Whichever validation method you use, the number of factors chosen is usually the one that minimizes the predicted residual sum of squares (PRESS); this is the default choice if you specify any of the CV methods with PROC PLS. However, often models with fewer factors have PRESS statistics that are only marginally larger than the absolute minimum. To address this, van der Voet (1994) has proposed a statistical test for comparing the predicted residuals from different models; when you apply van der Voet’s test, the number of factors chosen is the fewest with residuals that are insignificantly larger than the residuals of the model with minimum PRESS.

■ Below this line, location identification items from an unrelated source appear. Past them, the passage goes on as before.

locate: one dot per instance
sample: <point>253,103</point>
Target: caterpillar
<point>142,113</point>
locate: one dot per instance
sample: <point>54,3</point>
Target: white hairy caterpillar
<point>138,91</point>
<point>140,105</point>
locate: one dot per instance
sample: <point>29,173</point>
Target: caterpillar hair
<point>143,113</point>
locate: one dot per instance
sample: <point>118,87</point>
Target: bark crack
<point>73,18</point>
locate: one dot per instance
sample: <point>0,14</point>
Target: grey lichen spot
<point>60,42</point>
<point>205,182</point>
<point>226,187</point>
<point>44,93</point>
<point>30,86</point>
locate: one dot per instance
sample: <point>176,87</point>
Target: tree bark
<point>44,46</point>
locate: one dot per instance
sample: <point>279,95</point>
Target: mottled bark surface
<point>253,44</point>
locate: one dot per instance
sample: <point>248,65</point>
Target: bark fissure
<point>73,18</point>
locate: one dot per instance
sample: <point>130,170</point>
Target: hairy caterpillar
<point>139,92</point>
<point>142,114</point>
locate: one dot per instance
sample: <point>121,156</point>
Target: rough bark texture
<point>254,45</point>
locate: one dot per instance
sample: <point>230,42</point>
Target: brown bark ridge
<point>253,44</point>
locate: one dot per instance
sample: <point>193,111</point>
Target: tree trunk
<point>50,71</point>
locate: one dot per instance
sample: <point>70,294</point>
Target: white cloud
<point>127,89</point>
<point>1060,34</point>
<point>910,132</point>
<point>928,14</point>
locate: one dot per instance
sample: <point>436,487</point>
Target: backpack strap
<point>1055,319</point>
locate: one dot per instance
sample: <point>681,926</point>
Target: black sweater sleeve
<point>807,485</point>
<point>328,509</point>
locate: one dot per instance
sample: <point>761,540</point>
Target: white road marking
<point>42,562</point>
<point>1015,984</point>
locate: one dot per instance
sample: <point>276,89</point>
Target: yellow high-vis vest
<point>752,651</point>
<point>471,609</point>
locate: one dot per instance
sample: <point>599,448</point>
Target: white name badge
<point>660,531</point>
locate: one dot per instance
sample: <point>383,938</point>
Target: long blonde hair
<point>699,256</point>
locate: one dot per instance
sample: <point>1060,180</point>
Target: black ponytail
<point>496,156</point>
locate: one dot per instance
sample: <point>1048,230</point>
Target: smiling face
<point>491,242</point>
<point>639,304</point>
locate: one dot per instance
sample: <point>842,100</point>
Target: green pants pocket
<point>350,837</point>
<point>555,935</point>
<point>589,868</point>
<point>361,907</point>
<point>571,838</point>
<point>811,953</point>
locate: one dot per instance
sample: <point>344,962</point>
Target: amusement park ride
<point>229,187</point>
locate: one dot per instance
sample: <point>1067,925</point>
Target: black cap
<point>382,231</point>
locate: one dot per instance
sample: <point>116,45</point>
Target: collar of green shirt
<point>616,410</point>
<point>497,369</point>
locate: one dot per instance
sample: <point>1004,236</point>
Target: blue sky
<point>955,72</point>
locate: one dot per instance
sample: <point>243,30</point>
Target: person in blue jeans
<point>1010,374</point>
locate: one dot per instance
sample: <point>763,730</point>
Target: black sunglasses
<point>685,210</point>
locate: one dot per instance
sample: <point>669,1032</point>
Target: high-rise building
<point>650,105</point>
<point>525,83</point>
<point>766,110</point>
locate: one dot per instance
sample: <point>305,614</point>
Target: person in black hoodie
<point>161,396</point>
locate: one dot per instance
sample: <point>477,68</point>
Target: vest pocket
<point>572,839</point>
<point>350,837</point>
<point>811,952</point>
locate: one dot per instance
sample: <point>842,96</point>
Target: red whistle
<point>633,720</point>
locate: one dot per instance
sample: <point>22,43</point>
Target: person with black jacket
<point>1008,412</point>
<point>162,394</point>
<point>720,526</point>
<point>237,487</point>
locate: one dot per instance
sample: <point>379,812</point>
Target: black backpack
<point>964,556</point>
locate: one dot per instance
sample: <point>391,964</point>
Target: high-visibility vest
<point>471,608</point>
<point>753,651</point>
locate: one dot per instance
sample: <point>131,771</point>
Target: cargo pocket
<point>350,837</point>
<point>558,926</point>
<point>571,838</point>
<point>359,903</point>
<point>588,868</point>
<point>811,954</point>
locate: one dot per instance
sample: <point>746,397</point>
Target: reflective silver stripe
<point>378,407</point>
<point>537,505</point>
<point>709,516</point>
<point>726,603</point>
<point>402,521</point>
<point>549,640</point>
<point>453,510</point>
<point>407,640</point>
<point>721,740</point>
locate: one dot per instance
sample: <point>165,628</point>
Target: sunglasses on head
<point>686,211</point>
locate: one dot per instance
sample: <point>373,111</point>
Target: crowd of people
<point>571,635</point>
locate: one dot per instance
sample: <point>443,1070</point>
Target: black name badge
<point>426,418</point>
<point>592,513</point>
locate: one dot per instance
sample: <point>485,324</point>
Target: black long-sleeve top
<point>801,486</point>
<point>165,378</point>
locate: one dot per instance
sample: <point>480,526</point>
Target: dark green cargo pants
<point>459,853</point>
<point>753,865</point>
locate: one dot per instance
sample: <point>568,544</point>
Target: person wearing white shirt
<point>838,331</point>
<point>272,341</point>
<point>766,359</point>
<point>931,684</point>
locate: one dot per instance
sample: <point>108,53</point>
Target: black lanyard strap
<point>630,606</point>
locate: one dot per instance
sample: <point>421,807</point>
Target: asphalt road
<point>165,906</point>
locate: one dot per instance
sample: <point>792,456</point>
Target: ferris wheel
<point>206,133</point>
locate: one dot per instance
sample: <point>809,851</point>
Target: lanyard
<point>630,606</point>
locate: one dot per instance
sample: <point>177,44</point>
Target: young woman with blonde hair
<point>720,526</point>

To see how van der Voet’s test works, let $R_{i,jk}$ be the jth predicted residual for response k for the model with i extracted factors; the PRESS statistic is $\sum _{jk} R_{i,jk}^2$ . Also, let $i_\mr {min}$ be the number of factors for which PRESS is minimized. The critical value for van der Voet’s test is based on the differences between squared predicted residuals

$\begin{eqnarray*} D_{i,jk} & = & R_{i,jk}^2 - R_{i_\textrm {min},jk}^2 \end{eqnarray*}$

One alternative for the critical value is $C_ i = \sum _{jk} D_{i,jk}$ , which is just the difference between the PRESS statistics for i and $i_\mr {min}$ factors; alternatively, van der Voet suggests Hotelling’s $T^2$ statistic $C_ i = \mb{d}_{i,\cdot }’\bS _ i^{-1}\mb{d}_{i,\cdot }$ , where $\mb{d}_{i,\cdot }$ is the sum of the vectors $\mb{d}_{i,j} = \{ D_{i,j1}, \ldots , D_{i,jN_ y}\} ’$ and $\bS _ i$ is the sum of squares and crossproducts matrix

$\begin{eqnarray*} \bS _ i & = & \sum _ j \mb{d}_{i,j}\mb{d}_{i,j}’ \end{eqnarray*}$

Virtually, the significance level for van der Voet’s test is obtained by comparing $C_ i$ with the distribution of values that result from randomly exchanging $R_{i,jk}^2$ and $R_{i_\mr {min},jk}^2$ . In practice, a Monte Carlo sample of such values is simulated and the significance level is approximated as the proportion of simulated critical values that are greater than $C_ i$ . If you apply van der Voet’s test by specifying the CVTEST option, then, by default, the number of extracted factors chosen is the least number with an approximate significance level that is greater than 0.10.